PopMatters writes on the "art of support":
While playing support Maya is mostly defensive, Gearbox deftly incorporates all the traditional shooter concerns into their support class. The team marketed Borderlands 2's (gazillion guns), and every one of them matters for Maya, even when they are not targeted at enemies. Good team players, no matter the class, still think about the elemental gun properties that best complement the group. Maya support players pay every bit as close attention to their loadout as others. Fire rate, accuracy, damage total, and unique properties all play a crucial role in healing with the Restoration skill. A shotgun can quickly top off allies, but the low ammo capacity and terrible range means it works only in specific scenarios. High accuracy weapons, like sniper rifles that fire in bursts, could work great for long-distance allies, while general all-purpose healing could be best accomplished with rifles or explosive rounds that have a chance of healing more than one ally simultaneously. Few players understand the game's weapon system as well as a Maya playing support.

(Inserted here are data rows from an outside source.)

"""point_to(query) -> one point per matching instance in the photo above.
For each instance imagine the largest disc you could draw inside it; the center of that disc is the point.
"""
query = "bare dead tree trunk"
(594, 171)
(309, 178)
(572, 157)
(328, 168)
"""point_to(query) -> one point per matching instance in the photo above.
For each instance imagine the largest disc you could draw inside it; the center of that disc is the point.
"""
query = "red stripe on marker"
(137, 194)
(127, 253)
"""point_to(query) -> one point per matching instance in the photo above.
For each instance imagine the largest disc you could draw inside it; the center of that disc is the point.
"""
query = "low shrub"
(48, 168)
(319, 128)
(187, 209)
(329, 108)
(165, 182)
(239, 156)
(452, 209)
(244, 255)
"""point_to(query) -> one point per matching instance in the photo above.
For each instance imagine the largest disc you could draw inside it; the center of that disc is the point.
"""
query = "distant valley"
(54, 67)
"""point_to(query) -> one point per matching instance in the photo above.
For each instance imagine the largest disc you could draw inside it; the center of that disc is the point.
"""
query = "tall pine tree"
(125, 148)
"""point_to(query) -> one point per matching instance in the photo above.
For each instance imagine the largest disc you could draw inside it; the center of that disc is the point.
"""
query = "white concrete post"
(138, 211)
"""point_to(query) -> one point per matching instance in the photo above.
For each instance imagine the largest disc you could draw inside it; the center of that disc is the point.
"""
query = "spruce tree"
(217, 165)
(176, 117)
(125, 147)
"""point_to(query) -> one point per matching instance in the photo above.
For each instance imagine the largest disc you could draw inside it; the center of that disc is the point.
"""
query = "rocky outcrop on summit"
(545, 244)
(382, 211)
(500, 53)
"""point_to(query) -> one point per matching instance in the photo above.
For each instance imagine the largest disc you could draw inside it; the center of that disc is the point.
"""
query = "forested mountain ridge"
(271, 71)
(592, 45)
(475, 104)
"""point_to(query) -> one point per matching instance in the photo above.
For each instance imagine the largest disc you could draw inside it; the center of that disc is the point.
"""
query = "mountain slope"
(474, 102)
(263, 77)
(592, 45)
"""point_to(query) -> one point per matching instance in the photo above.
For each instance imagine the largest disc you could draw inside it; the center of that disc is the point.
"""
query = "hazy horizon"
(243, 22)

Playing Maya as support also demands a quick and astute reading of combat systems. While lifting enemies in the air with Phaselock heals the part, it also puts Maya's instant revive ability on cooldown. You will also have to consider saving Phaselock for a more opportune moment, like when that Badass enemy shows up right when two allies are down, begging for help. Do you instant revive one fallen foe? Tag the Badass and pick up your friends manually? What's your plan C? Maya support players constantly assess the battlefield with an encompassing offensive and defensive frame of mind. Weighing the efficacy of your actions becomes a constant meta-game. When you jump in, revive your allies, heal them with a spray of gunfire, and turn dramatically to fight the boss, you will feel like a master of all things Borderlands.

And FemPop's Alex Cranz is happy for getting the chance of blowing a misogynist NPC's head:
One day though I realized I had a quest I hadn't touched that had turned (trivial.) Being a completionist I HAD to go and finish it right? I returned to a town full of dying people trapped in their homes where a lady doctor asked me to retrieve a battery to build a shield that would save the town. While doing all her tasks this guy provides running commentary on how stupid she was and how unmanly my character was for helping her.

He had choice zingers like (make me a sandwich.)

I hated him immediately. It's Pavlovian guys. If you're a woman who plays video games you will immediately hate anyone who makes a request for a sandwich. You get your first request the very first time you play a video game online. Like the first HOUR. You say (hey I'm a lady) and they say (hey make me a sandwich) because apparently it's in a manual for all guys playing games that they say that. Some are being ironic. Some are being assholes. Some just say it because the manual told them to.

All guys do it. But having it come from a NPC? That was a little new.

I manage to ignore him (because he is not real and it was clearly leading up to something delightful) and followed her requests. Her final one was for me to test the shield. I climb up a cliff face, kill some robots and take control of a giant mortar that overlooks the serene little town. I fire.

And I watch as that mortar slowly makes its decent and hits the jerks's house on the fringe of town. He tumbles to his death. I'm a little sad because I hate killing people when it's unnecessary.

But then I'm laughing because the voice actor did a great job being obnoxious even as he died and because it was IMMENSELY satisfying to blow up a virtual misogynist.